Hantavirus disease or HFRS is an endemic zoonosis that affects tens to thousands of individuals in Europe and Asia. PUUV and DOBV have caused the vast majority of human cases in Europe, with the virus transmitted to humans mainly through persistently infected bank voles (Myodes glareolus, previously known as Clethrionomys glareolus) and the yellow-necked field mouse (Apodemus flavicollis), respectively (Vapalahti et al. 2003, Bi et al. 2008, Heyman et al. 2008, 2009). In western and northern Europe, only PUUV infections have been reported, with the largest number observed in Finland. The DOBV/PUUV infection ratio varied from 3.6% in Southern Germany to more than 50% in Slovenia and up to 100% in Greece from the west and north to eastern Europe. Although HFRS caused by PUUV is usually seen as a milder form of HFRS (nephropathia epidemica=NE), DOBV is associated with severe HFRS with high rates of mortality (Heyman et al. 2009). Recently, another European hantavirus, genetically closely related to DOBV, was found in the striped field mice (Apodemus agrarius) (Nemirov et al. 1999) and named SAAV (or DOBV-A.a.). The virus has been found to circulate in Estonia, Russia, Denmark, Slovenia, and Slovakia (Heyman et al. 2009, Jonsson et al. 2010, Kaya et al. 2010) and to be associated with human disease in outbreaks in Russia and cases in Germany and Slovakia, with mild, NE-like HFRS (Sibold et al. 1999, Klempa et al. 2003, 2008, Heyman et al. 2009, Jonsson et al. 2010). SAAV was recently recognized by the ICTV as a unique hantavirus species.

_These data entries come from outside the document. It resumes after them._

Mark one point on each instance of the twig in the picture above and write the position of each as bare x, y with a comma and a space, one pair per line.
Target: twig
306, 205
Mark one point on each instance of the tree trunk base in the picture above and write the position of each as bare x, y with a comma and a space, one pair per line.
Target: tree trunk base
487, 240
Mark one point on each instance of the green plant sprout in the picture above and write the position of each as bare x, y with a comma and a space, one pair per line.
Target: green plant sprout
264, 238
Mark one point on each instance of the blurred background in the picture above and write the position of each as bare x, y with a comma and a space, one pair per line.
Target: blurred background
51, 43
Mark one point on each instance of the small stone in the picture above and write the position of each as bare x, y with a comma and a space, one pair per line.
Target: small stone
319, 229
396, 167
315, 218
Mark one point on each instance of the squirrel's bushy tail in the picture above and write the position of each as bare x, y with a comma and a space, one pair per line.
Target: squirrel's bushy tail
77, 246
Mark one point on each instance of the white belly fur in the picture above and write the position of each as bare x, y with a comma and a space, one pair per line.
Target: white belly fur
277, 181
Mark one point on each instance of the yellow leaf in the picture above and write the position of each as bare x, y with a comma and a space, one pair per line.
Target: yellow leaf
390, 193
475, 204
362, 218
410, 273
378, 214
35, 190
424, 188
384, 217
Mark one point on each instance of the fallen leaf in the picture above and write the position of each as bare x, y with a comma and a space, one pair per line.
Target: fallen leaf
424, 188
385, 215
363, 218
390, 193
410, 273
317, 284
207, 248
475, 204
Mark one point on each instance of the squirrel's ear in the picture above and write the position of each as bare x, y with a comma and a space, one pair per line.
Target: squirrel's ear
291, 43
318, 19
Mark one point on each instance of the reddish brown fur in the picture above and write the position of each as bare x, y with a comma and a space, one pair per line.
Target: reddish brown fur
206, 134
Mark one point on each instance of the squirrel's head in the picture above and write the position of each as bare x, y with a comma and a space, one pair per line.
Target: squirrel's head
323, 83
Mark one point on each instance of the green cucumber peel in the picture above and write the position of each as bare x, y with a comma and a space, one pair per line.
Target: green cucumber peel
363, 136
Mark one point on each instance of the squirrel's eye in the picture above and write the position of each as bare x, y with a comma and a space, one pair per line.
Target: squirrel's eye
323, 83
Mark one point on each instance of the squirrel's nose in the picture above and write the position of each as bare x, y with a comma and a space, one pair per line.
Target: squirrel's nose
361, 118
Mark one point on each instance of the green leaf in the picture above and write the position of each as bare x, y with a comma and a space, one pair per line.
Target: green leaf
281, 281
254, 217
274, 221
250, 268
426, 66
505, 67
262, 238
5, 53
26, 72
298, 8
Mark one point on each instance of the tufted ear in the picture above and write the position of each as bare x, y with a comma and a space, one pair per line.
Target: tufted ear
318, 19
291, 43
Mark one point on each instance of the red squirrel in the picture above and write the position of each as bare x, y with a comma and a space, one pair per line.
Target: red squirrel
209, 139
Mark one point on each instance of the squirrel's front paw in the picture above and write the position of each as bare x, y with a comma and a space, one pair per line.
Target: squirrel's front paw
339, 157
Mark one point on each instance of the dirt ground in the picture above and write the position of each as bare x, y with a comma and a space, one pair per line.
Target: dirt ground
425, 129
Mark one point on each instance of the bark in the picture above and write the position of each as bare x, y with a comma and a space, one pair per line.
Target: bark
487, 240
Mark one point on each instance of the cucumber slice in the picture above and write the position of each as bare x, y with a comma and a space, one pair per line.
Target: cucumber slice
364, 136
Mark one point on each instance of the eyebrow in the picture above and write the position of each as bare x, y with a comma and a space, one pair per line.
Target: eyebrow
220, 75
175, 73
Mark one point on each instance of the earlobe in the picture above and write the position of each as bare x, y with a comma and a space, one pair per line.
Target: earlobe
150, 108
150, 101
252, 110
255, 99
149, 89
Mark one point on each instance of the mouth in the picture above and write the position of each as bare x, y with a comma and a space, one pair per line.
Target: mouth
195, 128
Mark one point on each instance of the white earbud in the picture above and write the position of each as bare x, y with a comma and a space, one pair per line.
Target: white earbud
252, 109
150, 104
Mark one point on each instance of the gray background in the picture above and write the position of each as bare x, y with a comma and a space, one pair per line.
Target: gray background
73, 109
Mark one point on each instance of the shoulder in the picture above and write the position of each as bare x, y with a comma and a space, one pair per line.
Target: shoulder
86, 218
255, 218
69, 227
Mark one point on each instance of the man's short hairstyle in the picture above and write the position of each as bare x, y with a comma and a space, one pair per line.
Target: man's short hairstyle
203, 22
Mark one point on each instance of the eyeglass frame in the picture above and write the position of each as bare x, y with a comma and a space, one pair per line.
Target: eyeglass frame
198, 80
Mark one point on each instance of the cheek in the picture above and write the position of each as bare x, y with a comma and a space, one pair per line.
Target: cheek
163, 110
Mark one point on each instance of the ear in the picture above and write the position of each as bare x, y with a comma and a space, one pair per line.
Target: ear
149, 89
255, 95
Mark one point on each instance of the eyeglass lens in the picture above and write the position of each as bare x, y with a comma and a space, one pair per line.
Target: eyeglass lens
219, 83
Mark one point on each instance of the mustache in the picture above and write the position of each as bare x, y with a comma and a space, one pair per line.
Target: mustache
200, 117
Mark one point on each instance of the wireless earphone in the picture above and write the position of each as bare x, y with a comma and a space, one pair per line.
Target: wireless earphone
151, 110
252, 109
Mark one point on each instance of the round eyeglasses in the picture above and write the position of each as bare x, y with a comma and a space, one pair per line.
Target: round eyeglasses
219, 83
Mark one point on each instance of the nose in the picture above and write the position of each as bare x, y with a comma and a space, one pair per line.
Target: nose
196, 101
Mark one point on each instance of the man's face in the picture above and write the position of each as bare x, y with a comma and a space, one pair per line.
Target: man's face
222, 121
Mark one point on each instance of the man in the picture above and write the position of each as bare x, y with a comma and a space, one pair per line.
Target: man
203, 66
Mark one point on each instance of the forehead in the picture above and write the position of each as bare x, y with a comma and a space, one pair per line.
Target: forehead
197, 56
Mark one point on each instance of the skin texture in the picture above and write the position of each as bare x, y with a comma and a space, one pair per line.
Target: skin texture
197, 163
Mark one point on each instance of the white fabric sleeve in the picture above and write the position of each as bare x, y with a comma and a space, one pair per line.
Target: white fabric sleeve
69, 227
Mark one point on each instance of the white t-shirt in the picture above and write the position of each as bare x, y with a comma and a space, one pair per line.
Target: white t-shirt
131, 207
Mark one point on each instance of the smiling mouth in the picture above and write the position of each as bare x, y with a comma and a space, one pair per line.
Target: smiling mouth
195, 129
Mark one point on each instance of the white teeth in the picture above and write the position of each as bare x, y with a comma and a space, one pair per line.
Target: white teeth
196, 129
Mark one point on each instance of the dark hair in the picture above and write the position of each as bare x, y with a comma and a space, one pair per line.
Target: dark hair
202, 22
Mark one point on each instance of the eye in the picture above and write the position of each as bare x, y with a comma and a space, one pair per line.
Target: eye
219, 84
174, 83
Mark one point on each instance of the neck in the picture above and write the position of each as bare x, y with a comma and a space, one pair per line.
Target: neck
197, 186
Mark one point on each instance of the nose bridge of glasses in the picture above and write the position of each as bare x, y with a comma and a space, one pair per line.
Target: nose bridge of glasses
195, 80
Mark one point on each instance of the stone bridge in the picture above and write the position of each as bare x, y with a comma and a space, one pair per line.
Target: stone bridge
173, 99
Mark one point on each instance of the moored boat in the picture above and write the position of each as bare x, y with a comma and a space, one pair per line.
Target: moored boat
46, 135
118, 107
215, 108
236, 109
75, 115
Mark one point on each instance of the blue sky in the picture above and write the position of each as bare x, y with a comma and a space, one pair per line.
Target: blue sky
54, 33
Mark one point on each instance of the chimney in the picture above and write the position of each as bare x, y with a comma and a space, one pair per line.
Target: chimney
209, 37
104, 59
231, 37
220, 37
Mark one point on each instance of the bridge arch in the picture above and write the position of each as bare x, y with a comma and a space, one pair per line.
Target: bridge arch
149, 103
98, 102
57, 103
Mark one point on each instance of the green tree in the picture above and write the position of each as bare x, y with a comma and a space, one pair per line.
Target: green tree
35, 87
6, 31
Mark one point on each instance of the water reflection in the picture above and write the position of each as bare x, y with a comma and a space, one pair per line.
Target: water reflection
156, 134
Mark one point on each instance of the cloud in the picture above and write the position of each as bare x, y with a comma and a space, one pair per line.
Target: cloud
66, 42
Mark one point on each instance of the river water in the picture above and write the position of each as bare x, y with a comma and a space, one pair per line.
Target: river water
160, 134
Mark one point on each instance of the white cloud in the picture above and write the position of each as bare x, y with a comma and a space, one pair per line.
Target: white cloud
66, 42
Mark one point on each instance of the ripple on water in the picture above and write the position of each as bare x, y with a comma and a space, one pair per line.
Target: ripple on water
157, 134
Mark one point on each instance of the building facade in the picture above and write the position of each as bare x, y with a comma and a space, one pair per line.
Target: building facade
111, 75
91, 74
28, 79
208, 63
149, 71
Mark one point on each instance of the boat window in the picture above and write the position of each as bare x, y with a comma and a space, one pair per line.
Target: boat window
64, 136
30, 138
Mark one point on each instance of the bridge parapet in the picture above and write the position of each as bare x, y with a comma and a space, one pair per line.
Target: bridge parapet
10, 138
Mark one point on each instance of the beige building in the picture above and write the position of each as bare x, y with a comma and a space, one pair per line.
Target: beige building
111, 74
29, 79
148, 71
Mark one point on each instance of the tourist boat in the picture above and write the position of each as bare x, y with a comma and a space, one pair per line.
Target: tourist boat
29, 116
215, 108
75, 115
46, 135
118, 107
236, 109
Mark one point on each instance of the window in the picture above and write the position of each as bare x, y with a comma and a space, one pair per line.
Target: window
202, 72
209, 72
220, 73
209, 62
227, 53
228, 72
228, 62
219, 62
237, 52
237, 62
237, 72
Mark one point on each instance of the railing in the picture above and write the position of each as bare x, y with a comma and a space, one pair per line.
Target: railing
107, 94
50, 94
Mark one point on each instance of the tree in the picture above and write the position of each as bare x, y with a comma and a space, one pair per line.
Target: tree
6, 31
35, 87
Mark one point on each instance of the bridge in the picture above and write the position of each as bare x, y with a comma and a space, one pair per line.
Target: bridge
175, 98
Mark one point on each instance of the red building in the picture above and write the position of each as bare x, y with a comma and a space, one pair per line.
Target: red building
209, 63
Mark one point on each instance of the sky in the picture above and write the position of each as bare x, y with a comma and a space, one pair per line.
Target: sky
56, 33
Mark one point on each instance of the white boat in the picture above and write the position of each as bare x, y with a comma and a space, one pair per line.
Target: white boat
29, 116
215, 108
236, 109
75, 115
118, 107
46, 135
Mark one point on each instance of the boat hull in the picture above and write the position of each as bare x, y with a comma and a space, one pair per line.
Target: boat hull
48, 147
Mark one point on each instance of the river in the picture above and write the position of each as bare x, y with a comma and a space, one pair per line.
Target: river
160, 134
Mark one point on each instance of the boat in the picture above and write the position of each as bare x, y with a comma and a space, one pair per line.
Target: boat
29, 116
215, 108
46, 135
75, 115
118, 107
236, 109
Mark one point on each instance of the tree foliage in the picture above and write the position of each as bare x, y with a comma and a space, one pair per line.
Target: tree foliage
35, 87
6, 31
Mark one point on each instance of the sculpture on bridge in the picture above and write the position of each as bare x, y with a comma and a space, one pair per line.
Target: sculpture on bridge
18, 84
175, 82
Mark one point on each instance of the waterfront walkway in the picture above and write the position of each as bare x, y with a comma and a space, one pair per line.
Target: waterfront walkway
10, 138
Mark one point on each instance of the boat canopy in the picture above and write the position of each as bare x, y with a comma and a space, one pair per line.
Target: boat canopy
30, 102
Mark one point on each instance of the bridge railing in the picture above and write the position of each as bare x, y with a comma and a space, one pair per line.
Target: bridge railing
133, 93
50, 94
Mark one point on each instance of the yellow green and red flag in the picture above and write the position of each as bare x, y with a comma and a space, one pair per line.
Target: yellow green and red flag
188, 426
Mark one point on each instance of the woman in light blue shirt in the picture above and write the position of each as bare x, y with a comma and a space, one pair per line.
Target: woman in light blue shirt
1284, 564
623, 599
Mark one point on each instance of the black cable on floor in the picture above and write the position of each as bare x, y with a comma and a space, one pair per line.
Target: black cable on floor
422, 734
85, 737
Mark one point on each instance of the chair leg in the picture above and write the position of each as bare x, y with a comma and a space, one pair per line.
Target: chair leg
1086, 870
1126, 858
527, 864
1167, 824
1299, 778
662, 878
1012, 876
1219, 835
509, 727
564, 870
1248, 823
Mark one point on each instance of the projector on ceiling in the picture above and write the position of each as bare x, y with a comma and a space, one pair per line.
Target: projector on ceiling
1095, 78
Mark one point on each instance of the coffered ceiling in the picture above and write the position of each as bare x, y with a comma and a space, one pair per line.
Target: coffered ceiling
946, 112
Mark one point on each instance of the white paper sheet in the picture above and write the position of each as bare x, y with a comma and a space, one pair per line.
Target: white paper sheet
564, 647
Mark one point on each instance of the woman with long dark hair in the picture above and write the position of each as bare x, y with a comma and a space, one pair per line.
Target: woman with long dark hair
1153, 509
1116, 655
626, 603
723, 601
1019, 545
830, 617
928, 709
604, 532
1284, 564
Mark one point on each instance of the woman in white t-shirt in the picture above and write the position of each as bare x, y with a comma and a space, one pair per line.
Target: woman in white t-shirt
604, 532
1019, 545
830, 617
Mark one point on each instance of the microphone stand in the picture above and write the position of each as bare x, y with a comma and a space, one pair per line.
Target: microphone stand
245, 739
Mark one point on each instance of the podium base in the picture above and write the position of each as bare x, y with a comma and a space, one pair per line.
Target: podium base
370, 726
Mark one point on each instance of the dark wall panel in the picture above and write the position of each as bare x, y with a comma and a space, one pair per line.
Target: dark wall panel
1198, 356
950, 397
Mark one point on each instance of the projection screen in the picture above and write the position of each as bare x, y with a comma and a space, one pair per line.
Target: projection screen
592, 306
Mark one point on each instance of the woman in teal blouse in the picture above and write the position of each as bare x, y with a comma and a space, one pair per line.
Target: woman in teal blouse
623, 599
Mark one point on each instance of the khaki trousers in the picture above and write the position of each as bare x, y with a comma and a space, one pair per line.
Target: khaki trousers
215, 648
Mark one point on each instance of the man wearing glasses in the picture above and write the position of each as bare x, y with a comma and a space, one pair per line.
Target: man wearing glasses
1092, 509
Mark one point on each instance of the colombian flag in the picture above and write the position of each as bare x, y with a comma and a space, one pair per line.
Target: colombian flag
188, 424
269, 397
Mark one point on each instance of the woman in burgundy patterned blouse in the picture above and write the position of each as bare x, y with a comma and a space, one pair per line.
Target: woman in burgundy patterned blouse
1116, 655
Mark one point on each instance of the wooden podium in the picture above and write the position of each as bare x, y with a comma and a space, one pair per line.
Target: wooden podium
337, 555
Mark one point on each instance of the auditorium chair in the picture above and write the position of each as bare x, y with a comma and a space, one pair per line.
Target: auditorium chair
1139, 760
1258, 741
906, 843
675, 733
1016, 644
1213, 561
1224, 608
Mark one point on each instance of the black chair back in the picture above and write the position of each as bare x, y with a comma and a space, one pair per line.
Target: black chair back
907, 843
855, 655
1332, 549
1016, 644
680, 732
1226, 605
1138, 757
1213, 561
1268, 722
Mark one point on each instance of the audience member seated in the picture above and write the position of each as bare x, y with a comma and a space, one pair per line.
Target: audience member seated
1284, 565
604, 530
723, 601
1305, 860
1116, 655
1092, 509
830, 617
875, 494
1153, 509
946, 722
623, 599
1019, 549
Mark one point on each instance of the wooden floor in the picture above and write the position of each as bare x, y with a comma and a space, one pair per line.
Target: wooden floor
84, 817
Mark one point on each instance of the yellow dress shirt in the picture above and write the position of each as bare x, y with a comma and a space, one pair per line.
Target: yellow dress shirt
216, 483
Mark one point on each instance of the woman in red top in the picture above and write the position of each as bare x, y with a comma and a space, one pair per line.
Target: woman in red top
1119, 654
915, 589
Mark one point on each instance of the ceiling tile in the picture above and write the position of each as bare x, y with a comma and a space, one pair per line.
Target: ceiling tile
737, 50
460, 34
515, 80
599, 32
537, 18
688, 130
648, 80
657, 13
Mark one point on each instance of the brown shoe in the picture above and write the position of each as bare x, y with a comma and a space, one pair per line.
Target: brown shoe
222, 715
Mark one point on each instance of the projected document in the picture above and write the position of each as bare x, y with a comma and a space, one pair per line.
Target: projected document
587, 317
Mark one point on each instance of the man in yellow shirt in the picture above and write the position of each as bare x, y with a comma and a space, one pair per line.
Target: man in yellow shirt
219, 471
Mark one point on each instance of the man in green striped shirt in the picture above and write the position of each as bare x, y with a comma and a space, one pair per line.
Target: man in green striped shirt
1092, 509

Of the 626 participants involved in the survey, 20 sera had hantavirus-specific antibodies detected by immunoblotting. Three of 20 immunoblot-positive sera were confirmed as PUUV-specific by FRNT, and 2 samples were found as specific for DOBV/SAAV (serum no. 19) or for DOBV (serum no. 20) by FRNT. Sample 19 was strongly positive by ELISA (TV: 8.51) and immunoblotting (PUUV, DOBV, HTNV: ++, +++, +++) and the other (sample 20) was also found strongly positive by ELISA (TV: 9.73) and immunoblotting (+, +++, +++). The other probable DOBV serotype positivities detected by immunoblotting could not be confirmed by FRNT. One possible reason for the low numbers of samples confirmed by FRNT (total 5) as compared to 20 immunoblot-positive samples might be that there exist (unknown) hantavirus strains/viruses that are distinguished from the different strains included in the FRNT. Therefore, further studies are needed, and RSNPHA is at present carrying out analyses of further potential unknown hantaviruses/strains circulating in Turkey.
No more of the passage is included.